There is this old story I like of a young girl who visits a construction site. She approaches the first workman she sees and says, “Excuse me, what are you doing?”. He replies: “Can’t you see I am lying bricks?” She approaches the second workman who is doing the same work as the first one and she asks, “Excuse me, what are you doing?”. He replies: “Can’t you see I am building a wall?” She then approaches the third workman who is doing the same work as the previous two and asked the same question. He replies: “Can’t you see I am building a temple?”
When I hear this story, I think what kind of person am I, what am I supposed to be? Do I focus on the task at hand, laying bricks? Do I connect myself to a job, a project building walls, do I dedicate myself to a movement, a cause larger than myself or my lifetime even, some temple to pray to?
When I write articles, it feels like I’m laying bricks. I move the words around, I place them here and there, I put concrete in between in my brain to make them stick. Working with youth issues it feels like I’m building walls, building connections and sometimes, rarely, I get to see a glimpse of something larger than myself.
In this journey I find there are many working men, some people are working on a specific goal, and they write papers and do research. Others work on forming a necessary part of a team to build the connections and projects we need. Still others are dedicated to a purpose, they are envisioning a new future, a utopia we can move towards.
Last week I came across the expression “comfort the disturbed and disturb the comfortable”. This motto deeply resonates with my experiences as a journalist and young individual both in what I want to create for others but also in what I want to create for myself.
As such there are moments where I have become comfortable with an idea, experience or even a specific word and I want to disturb it and excavate it more thoroughly or I am disturbed by something and I want to seek comfort in writing through it and sharing it with others.
Lately I have realised maybe this motto might also serve as a way to exist in the world, as a guide for how we might try to build.

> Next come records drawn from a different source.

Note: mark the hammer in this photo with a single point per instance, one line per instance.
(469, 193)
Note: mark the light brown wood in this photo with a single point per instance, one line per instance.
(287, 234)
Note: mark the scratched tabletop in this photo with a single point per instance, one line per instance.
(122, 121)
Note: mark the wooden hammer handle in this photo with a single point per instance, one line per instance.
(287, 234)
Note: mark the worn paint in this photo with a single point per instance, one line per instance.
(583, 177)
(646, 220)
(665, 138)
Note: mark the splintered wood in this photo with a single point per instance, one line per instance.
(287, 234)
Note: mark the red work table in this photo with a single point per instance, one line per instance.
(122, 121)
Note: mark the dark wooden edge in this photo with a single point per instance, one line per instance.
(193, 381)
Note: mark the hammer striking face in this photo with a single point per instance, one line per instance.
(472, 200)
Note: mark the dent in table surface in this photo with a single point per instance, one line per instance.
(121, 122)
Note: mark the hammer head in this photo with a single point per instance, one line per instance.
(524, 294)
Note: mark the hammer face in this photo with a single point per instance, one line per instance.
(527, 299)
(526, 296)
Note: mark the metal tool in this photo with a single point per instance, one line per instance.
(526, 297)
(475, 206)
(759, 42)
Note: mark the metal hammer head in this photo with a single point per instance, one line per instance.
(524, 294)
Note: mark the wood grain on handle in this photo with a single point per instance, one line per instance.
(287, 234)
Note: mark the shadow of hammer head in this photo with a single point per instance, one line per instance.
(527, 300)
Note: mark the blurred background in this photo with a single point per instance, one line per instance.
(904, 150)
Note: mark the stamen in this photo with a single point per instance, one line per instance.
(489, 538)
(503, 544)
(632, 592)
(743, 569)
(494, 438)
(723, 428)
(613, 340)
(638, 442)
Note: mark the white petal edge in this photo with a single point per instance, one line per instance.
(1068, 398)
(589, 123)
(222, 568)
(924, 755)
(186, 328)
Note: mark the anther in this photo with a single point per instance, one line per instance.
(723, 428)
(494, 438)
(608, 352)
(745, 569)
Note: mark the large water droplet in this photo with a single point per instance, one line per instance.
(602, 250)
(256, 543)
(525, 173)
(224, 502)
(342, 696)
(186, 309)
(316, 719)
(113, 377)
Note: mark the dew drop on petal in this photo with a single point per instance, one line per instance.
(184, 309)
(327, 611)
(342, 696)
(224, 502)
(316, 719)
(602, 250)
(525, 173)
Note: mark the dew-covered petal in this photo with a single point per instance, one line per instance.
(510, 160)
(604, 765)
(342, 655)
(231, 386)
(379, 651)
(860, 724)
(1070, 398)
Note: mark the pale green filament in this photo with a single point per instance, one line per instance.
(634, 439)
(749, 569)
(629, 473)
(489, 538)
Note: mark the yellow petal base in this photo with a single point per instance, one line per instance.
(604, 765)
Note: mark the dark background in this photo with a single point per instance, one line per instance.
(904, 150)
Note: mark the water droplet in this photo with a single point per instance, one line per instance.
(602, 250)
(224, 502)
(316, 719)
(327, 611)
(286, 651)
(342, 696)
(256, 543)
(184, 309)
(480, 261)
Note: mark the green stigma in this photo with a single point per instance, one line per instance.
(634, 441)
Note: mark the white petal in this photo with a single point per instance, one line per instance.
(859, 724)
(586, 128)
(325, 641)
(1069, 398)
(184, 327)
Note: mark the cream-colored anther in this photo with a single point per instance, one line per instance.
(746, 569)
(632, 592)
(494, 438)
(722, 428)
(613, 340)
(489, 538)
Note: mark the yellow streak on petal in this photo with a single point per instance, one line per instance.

When women and children are being murdered in our streets, when there is sexual assault in our towns, it is our job to disturb the comfortable, to force those who consider themselves blissfully unaffected to engage, acknowledge, learn and act to challenge spaces that need to be challenged.
It is also our job to seek ways to comfort those who have been disturbed. Sometimes it is hard to believe that we would be working on the same thing. Sometimes the way you build is so different from the way someone else does. You want to be big, visible and loud, someone else wants to work quietly, under the radar, out of the public eye. It is possible to have many frontlines in the same war.
It is possible that the people you disagree with are trying to do the same work, trying to build the same future even though we see it in different ways. You are not just one of those three workmen laying brick, building walls, building temples; you are all three.
Sometimes you will be searching for a cause to believe in and fight for and you will worry that there is something wrong with you if you can’t find it, there isn’t. Sometimes you are dealing with the task at hand and you do not have time to build a temple or to find one you believe in; you’re allowed this time.
Together we are standing and stumbling into the bright and possible future. Fight together, disturb the comfortable, comfort the disturbed. I know you will build us a world I am excited to see.